If no browsers had support out of the box and even plugins were hard to come by (browsers could actively prevent running anything it thinks is a flash plugin..) the problem might go away.
This was the original state of Flash and Java. This is when they grew. Trust me when I say: This would not be a problem.
> and even plugins were hard to come by (browsers could actively prevent running anything it thinks is a flash plugin..)
This is no longer Adobe 'kill'ing Flash Player, and also how you get a bunch of pissed users switching browsers or sticking to legacy versions. This shit right here is how you get IT departments sticking to IE 6.
Although, this is perhaps a golden age of open source. Maybe we'd see hostile forks instead!
And, of course, iOS Safari has already 'kill'ed Flash in this sense. On the one hand, it's added some pressure to transition to new tech stacks. On the other, since we're still asking questions about how to kill Flash Player, it clearly didn't do the job ;)
I think the current pace of the death of flash is good enough. It also seems entirely fine if corporations or some individuals have to bend over backwards to keep their legacy apps running - that's how XP mode on windows still ran 16bit apps for years after ms stopped shipping a Windows version with native support for 16bit apps.
The problem with flash is that the people who get in trouble through exploits had no intention to run flash at all.
Browsers could start by disabling it by default and only enabling after modifying well hidden settings that would be no problem for a legacy intranet or kiosk scenario, but would serve my mother in law well.
No. Kill is to _only_ add bugfixes for X years and then commit to shutting it down, while creating a migration path (shumway, whatever) for existing code.
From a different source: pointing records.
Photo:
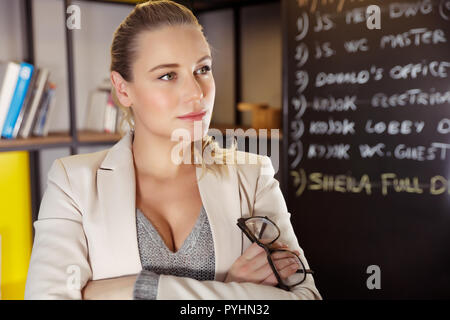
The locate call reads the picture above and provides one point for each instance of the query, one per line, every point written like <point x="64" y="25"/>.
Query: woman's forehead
<point x="173" y="45"/>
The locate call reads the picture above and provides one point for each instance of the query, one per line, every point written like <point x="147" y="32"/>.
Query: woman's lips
<point x="194" y="116"/>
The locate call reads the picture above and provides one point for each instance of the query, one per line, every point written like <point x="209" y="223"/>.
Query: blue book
<point x="25" y="73"/>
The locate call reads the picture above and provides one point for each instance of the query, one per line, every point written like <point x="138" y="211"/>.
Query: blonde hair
<point x="149" y="16"/>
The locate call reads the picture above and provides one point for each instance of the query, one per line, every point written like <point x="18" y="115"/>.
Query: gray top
<point x="195" y="259"/>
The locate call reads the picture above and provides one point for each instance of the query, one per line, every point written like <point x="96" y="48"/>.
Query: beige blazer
<point x="86" y="227"/>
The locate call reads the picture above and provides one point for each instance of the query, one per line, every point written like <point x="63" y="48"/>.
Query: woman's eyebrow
<point x="176" y="65"/>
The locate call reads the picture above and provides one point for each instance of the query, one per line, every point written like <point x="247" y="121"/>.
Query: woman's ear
<point x="121" y="89"/>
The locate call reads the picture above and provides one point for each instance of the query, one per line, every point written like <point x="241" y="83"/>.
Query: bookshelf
<point x="73" y="138"/>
No way. My employer finished upgrading 250k devices to Windows 7 early last year.
Thanks to the epic fuckup with Windows 8, there's no way that transition to 10 will complete in 2020. My guess is that most large commercial customers will have 20% of users running Windows 7 through at least 2023. VDI or other similar mechanisms will be used to isolate it.
> No. Kill is to _only_ add bugfixes for X years and then commit to shutting it down, while creating a migration path (shumway, whatever) for existing code.
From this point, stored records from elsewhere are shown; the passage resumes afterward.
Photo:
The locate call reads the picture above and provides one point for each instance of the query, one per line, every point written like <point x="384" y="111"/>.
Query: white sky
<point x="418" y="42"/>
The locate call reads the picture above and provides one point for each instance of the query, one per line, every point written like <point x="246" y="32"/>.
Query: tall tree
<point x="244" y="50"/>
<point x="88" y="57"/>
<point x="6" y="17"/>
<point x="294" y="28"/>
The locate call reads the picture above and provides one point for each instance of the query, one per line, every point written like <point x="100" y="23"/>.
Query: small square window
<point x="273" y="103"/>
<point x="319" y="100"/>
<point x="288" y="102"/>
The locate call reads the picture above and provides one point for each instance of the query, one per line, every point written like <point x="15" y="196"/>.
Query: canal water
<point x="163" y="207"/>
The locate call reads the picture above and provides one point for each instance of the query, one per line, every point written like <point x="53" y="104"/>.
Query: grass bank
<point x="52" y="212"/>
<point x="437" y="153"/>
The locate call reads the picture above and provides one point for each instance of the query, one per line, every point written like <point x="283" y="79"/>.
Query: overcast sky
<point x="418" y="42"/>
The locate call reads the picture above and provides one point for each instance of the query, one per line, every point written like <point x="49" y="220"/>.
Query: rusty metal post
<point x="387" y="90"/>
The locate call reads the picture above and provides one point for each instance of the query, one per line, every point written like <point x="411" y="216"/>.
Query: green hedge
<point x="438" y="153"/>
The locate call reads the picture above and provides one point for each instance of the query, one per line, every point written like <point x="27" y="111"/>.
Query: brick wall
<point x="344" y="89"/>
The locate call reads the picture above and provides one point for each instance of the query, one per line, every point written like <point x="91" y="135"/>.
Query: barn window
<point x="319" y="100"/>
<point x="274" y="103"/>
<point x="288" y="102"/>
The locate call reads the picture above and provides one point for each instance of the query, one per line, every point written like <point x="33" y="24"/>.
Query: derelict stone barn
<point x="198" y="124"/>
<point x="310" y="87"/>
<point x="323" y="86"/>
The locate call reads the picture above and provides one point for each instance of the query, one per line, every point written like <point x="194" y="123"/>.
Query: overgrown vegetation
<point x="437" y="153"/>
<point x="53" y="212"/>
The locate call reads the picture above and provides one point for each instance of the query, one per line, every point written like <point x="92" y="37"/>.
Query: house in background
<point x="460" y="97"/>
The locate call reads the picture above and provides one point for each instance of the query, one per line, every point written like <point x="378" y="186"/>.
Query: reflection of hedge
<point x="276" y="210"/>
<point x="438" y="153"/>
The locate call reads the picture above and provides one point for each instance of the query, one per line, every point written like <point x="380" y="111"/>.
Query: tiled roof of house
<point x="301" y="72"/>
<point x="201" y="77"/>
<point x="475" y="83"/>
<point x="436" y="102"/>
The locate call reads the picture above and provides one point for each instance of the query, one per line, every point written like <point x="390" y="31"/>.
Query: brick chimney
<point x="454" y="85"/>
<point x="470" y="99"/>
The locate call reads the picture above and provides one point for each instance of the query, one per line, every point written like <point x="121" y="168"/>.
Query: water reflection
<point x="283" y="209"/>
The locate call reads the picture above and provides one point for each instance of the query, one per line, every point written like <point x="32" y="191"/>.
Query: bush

Shumway is dead. There is no migration path for existing code. The closest thing that exists is Haxe and OpenFL but it doesn't directly support ActionScript or SWF files. What they need to do is opensource the player.
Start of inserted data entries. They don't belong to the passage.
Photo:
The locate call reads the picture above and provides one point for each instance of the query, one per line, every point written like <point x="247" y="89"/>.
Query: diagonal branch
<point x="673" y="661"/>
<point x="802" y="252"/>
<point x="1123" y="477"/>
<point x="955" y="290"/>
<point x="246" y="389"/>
I doubt they will open-source the player, for one primary reason: We already know that Flash is hilariously broken wrt security (see for example [1]), and exposing the source code will lead to dozens and dozens of horrible exploits within a few days, thus prompting browser vendors to forcefully lock out Flash in a cloak-and-dagger operation to protect their customers. (Either this, or Adobe will face a shitstorm of unprecedented proportions.)